From the president’s point of view, there are many ways to “skin the cat,” since he is in a position to set the terms for any future debate. The initiative is in his hands. If the president withdraws the order now, he is always free to re-issue it in a few months’ time when his team is in place, but with some revisions in the new order to justify the claim that it differs from the previous one. A few ill-conceived elements of the original order can be screened out in a revised order. If the president’s legal advisors are clever, they may arrange to have a challenge filed in a friendly judicial venue to uphold the order before opponents can file their claims in their own venues. With a conflict in the lower courts—one in favor and one against—opponents would lose some of the leverage they now claim due to “home cooking” in the Ninth Circuit. In addition, due to those conflicts, cases would move quickly through the Circuit Courts to the U.S. Supreme Court for ultimate resolution, but then (with a new justice in place) with a decent possibility that the presidential claims will be withheld.
At the same time, there may be other avenues, more quiet and less controversial, toward the same ends. The president, using his authority as head of the executive branch, might direct the Secretary of State to ask U.S. embassies in certain countries to impose “extreme vetting” on applicants for travel to the United States, such that very few visas are actually approved. Directives of this kind are within the discretion of the executive branch and are not all that easy to challenge in the courts. Such an approach would not be a “ban” on travel or even a “pause,” but it would very much look like one in terms of actual outcomes, at least temporarily, which was the point of the order in the first place.
Finally, due partly to the intervention of the courts, it might be to the president’s advantage to work with the Republican Congress, and especially with Speaker Paul Ryan, to cut some of the funds available for some classes of refugees and foreign admissions, and to move forward with Sen. Tom Cotton’s bill limiting immigration levels in the future. This approach would be preferable to the executive order because it would deal with the problems identified by the president in a more durable way, which would likely appear more legitimate and would be less subject to judicial scrutiny. A new budget would impose structural limitations on some foreign admissions into the country that, as a practical matter, would be difficult to undo in the courts. If the funds are not available, those who do not have a right to enter the United States cannot be vetted and admitted—in which case the limits would be a result of a budget problem, and could not be presented as a “bias” problem subject to reversal in the courts on the basis of either the Constitution or the 1965 Immigration Act.

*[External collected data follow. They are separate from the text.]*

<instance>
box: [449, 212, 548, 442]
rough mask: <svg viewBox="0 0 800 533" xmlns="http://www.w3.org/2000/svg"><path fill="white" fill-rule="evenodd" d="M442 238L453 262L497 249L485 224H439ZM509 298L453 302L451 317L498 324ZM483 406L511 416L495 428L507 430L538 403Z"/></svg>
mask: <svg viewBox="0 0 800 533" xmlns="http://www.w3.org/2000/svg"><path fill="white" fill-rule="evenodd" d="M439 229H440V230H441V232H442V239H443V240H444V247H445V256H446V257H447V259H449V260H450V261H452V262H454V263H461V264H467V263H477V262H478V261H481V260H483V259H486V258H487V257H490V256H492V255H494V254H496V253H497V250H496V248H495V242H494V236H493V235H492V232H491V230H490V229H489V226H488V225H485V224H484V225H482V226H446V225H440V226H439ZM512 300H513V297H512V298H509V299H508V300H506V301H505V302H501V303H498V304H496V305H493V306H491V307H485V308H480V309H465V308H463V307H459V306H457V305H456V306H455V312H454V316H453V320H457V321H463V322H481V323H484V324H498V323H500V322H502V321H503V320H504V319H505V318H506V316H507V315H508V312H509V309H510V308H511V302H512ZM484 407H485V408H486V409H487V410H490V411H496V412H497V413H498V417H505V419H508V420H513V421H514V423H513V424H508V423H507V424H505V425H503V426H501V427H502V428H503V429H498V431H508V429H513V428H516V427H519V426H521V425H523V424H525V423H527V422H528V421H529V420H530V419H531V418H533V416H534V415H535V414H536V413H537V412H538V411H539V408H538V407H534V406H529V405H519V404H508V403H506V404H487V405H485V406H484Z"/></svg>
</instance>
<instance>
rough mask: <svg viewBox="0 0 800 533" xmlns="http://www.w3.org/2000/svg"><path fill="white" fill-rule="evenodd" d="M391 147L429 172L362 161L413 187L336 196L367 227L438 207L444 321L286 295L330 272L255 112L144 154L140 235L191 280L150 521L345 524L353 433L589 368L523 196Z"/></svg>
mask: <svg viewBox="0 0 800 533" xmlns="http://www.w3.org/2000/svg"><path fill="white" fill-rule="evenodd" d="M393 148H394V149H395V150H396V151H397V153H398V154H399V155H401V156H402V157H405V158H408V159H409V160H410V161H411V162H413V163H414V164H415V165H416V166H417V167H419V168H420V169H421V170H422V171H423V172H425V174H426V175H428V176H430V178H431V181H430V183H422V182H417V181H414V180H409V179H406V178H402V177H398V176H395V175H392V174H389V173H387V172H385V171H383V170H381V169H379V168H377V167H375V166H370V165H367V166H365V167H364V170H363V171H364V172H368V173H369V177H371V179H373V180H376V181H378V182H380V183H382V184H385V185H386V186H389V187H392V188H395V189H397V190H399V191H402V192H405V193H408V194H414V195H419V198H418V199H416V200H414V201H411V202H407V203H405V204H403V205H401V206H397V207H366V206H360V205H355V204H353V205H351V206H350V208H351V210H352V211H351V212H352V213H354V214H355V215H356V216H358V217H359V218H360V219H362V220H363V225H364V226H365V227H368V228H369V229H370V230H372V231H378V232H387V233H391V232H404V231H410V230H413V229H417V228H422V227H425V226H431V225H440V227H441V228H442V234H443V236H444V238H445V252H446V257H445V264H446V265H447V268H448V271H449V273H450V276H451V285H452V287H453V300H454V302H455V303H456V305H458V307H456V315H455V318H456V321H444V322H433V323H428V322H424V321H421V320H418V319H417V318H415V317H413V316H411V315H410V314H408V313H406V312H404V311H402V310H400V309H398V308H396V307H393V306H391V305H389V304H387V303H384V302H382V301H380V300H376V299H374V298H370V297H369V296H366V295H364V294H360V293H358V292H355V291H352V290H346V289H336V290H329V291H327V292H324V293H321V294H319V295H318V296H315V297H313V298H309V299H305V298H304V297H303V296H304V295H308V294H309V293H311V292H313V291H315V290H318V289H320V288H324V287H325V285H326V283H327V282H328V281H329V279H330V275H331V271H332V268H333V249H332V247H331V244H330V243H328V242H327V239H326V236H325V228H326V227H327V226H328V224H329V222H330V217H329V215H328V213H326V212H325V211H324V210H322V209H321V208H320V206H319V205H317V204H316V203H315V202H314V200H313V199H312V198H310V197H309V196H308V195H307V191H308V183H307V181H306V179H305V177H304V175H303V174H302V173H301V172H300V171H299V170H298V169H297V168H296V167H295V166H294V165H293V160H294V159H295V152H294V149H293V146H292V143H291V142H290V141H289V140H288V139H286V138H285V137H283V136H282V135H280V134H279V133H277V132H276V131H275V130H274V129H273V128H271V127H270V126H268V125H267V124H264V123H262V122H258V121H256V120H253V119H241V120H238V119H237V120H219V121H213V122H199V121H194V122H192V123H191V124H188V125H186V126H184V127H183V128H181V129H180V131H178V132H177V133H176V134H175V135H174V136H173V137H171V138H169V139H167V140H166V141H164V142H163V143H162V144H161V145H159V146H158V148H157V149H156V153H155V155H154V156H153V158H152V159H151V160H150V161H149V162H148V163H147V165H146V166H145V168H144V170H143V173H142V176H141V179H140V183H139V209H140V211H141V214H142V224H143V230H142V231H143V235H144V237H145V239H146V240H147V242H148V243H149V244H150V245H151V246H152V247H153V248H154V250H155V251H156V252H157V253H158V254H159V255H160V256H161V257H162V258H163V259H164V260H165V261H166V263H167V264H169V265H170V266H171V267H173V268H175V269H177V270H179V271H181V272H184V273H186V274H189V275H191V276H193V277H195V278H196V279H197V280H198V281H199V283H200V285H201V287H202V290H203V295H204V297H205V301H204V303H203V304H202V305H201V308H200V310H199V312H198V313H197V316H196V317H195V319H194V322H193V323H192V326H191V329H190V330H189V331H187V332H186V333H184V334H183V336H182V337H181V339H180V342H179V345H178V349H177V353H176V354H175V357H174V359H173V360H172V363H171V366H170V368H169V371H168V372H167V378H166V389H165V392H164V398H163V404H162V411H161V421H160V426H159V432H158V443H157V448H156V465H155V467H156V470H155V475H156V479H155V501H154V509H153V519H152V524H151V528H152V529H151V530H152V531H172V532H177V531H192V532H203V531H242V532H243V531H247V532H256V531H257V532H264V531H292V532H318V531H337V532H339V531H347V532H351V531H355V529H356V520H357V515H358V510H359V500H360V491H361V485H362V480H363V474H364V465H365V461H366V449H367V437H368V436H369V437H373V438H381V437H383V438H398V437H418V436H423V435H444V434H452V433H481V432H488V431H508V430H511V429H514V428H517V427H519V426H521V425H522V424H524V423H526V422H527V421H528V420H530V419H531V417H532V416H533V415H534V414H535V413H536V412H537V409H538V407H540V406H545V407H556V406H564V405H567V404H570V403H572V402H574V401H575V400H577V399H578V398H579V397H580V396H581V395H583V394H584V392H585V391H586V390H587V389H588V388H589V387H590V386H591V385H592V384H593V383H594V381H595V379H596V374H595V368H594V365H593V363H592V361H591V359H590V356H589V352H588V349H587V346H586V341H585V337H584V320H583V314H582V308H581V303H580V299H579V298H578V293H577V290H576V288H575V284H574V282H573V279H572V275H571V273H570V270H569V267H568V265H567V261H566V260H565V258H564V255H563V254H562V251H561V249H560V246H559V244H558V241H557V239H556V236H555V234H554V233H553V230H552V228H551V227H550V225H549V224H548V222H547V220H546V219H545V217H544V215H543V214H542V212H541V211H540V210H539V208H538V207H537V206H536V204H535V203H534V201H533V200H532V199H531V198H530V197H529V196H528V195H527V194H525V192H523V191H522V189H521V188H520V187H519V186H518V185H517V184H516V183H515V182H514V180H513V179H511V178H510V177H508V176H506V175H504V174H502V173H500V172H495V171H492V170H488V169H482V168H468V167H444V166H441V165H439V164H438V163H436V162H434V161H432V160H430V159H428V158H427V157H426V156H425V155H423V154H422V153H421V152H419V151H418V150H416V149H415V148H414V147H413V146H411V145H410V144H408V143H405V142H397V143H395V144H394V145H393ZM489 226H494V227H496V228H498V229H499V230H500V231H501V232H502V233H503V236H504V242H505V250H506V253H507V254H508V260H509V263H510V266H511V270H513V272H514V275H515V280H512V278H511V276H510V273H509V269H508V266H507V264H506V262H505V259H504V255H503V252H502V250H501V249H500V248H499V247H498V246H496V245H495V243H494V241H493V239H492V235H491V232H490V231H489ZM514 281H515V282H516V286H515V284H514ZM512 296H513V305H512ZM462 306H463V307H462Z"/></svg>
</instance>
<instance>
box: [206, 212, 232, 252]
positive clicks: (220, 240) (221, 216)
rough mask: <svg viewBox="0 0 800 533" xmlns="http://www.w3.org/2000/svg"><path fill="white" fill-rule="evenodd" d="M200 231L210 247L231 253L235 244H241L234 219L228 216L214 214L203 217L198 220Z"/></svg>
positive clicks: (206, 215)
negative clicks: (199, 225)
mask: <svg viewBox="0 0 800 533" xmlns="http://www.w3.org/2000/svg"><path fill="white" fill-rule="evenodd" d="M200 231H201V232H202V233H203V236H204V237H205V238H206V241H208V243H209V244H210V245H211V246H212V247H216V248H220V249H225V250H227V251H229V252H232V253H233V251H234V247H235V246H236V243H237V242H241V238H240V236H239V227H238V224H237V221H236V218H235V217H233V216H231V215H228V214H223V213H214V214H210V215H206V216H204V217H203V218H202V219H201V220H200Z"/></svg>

This controversy is going badly for the president because the game is rigged against him. A narrow order dealing temporarily with refugees, travelers, and would-be immigrants from seven carefully designated countries is being portrayed falsely as an open-ended attack on immigration, immigrants, and the open-door traditions of the nation. The judges think they are acting in the hero’s role by checking the president’s powers and reversing his order. The best way for him to proceed now is to get out of the “jam,” and then prepare to fight again in a few months’ time in a manner and setting of his own choosing.